Dr. Leonard H. McCoy
Personal Log 0063
I don't like these. I don't really feel right talking to myself, or even keying to myself. But I can't sleep, and Geoff says if he sees me in Sickbay when I'm supposed to be sleeping one more time, he'll sick Jim on me. That's the last thing I need right now. He's already giving me sideways glances, but he hasn't said anything yet, and I want to keep it that way. I know Captain's discretion means Jim could read this one day, and if you do, sorry Jim. Nothing personal, I just can't talk about it right now.
I feel like shit in more ways than one. My head is killing me. I've been self-medicating with a combination of acetaminophen, isometheptene and dichloralphenazone, but it's starting to last for a shorter time every day, and I'm worried about increasing my dose. I don't need a chemical dependency on top of everything else. I've been tense since... well of course I've been tense. But I think the tension is starting to wear me out, because neck and shoulders are sore, which isn't helping the headaches. And, of course, I can't sleep. I'm using tryptophan at night, but tonight, even that's not working. What I'd like is a stiff drink or three, but I can't risk it with this prescription cocktail running through my blood.
Then, there's Spock. I hate talking about this, but I figure I need to get it off my chest. Maybe, it'll... ah bullshit. Nothing will make it easier. Spock... he's... I think he's starting to notice. I'm trying to act normal, but I can't. I get near him, and I can feel my whole body tighten up.

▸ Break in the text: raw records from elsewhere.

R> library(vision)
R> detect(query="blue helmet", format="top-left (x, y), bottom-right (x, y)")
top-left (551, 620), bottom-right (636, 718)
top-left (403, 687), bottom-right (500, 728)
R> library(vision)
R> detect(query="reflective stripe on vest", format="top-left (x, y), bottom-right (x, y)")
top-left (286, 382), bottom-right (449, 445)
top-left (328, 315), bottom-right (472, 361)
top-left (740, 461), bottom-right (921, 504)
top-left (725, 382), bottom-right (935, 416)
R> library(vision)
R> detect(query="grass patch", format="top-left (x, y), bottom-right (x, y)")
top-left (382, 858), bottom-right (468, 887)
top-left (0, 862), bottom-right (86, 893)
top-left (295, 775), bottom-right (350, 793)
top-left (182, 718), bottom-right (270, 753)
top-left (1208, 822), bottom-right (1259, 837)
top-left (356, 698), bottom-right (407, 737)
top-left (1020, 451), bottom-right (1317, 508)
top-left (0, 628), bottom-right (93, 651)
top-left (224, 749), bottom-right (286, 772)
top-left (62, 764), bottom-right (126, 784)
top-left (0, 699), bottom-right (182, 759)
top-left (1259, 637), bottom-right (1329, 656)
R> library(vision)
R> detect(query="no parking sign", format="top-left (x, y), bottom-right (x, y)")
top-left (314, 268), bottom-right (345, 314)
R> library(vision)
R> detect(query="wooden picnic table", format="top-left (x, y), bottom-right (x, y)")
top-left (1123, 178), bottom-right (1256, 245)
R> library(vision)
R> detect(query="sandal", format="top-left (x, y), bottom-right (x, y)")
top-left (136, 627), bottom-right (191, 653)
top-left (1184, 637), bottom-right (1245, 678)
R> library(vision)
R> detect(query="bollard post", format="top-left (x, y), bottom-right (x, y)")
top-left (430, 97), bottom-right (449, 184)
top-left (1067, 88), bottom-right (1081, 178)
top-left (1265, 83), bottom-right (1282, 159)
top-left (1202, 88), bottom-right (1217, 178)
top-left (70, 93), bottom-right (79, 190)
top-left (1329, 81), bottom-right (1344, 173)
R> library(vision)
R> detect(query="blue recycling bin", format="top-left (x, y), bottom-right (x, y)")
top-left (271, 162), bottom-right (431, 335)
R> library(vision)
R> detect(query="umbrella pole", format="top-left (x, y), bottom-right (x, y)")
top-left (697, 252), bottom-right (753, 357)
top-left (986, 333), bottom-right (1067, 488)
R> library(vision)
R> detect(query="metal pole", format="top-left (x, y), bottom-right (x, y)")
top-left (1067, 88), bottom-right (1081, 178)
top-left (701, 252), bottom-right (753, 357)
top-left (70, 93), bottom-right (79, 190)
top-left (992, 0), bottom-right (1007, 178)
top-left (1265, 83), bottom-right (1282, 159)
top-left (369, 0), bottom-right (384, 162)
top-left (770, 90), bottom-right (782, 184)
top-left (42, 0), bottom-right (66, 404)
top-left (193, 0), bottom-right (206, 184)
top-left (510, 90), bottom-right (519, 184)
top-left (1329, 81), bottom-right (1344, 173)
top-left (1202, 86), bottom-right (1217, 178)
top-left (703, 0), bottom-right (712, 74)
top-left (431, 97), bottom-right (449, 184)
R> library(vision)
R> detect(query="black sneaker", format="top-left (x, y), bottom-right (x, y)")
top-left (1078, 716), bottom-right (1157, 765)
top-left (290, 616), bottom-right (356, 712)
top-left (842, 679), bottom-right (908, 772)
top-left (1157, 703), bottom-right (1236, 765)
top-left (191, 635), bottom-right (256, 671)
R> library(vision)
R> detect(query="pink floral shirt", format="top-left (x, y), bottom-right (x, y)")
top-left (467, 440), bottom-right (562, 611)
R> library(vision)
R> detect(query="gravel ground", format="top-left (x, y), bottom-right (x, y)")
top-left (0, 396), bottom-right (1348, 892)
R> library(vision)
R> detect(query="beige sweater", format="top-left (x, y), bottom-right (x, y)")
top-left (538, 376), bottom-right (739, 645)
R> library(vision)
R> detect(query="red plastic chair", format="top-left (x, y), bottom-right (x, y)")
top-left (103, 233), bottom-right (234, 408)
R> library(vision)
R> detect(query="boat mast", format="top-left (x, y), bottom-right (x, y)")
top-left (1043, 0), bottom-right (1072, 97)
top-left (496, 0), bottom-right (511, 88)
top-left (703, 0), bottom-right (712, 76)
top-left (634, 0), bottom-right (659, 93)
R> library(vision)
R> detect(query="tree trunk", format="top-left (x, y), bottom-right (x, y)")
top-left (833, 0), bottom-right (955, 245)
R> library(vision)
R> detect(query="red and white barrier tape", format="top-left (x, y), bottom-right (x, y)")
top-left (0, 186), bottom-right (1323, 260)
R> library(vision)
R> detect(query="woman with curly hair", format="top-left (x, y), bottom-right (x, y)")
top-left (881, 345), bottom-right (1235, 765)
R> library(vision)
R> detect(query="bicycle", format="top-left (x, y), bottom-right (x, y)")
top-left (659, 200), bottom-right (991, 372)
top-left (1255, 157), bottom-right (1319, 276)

I don't want him to see, so I avoid looking at him. I know if he even brushes my hand, it'll spill over, and he'll know something's wrong, and I don't want that either, so I try to keep distance between us.
But the whole damned problem with all this is, I know he already knows something is up. He keeps staring at me whenever I'm in the room. I can see him trying to maneuver himself into a private conversation with me, but I can't... I can't. And I hate myself for it. People tend to think Vulcans can't feel anything, but they can, and they do. And I'm pretty sure it's not just the human half of Spock that feels. If that other one was any example, they feel every bit as strongly as we do, if not moreso. Which means, I know he's got to be hurting right now. He's probably confused, and maybe he thinks he did something wrong. But every time I decide I'm going to reach out and tell him he hasn't done anything wrong, I freeze and all but run away. I'm so disgusted I can't even look at myself in the mirror anymore.
I know what's wrong with me. I can see it, plain as day. If I were to diagnose a patient who described these feelings, after what happened to me, I'd say immediately - it's post-traumatic stress, caused by physical and mental attack. But even as I say that, I know it's not quite true. I've been physically attacked before - Starfleet is a dangerous career choice, even for a ship's doctor. We've been scanned by telepathic beings before, too. But this was... it wasn't like getting your brain passively scanned, or even like the feeling of helpless anger you can get after taking a beating. It was more like being r-ra... God help me, I'm a doctor and I can't even say the damn word.
I can still see it. Vividly. Shoved against a wall, unable to fight against that Vulcan strength. Then his mind. Probing angrily, roughly shoving away the unnecessary to get to the point - the plan. I could feel his fury that I'd refused to answer, that we'd invaded his ship. There was surprise and confusion when he came to me and Spock, and a frantic searching of everything I knew about Jim - looking for why he would let this evil Spock live when it made more sense to kill him. And there was a whole lot of disdain for just about everything else. I was puny, insignificant, weak even compared to his own Dr. McCoy.
And then, as quickly as he'd forced his way in, he'd withdrawn, leaving me feeling nauseous, and exposed, and just utterly sick through and through. I barely remember the rest. Dragged through the halls of the wrong Enterprise like a rag doll, watching him do something with the computer, then in the transporter room and handed off to Scotty like a faulty phaser. I'm still not sure why he let us go. Jim was working his magic, and something in anti-Spock made him listen. But the emotions I remembered hadn't prepared me for it - maybe because he was taking, and he wasn't letting me see all there was to see. I couldn't even rightly enjoy the fact that I was alive and back with my own people. I managed to put on a smile, crack a few jokes on the bridge, but when I was alone again, the weight of everything just came crashing down on me. I had nightmares that first night, and I felt like I could still feel him, sneering at me, ripping through my thoughts. Since then, I've been afraid to close my eyes even for a moment. And seeing Spock, even without the facial hair, just... I'm getting nauseous again just thinking about it.
I hate this. I hate myself for punishing Spock for something he didn't do. I hate myself for being too scared to tell him, or any of them, about it. Even though I know all the signs of PTSD, I can't make myself stop all the irrational feelings that come along with it. I'm a coward. I, Leonard H. McCoy, am a coward without even the guts to look at the man I love and tell him I don't hate him.
Damn. This is why I didn't want to talk about this. Stomach hurts and headache's back, and I'm not about to close my eyes now for the world. Shit. I always knew those god damned fucking transporters were no fucking god damned good.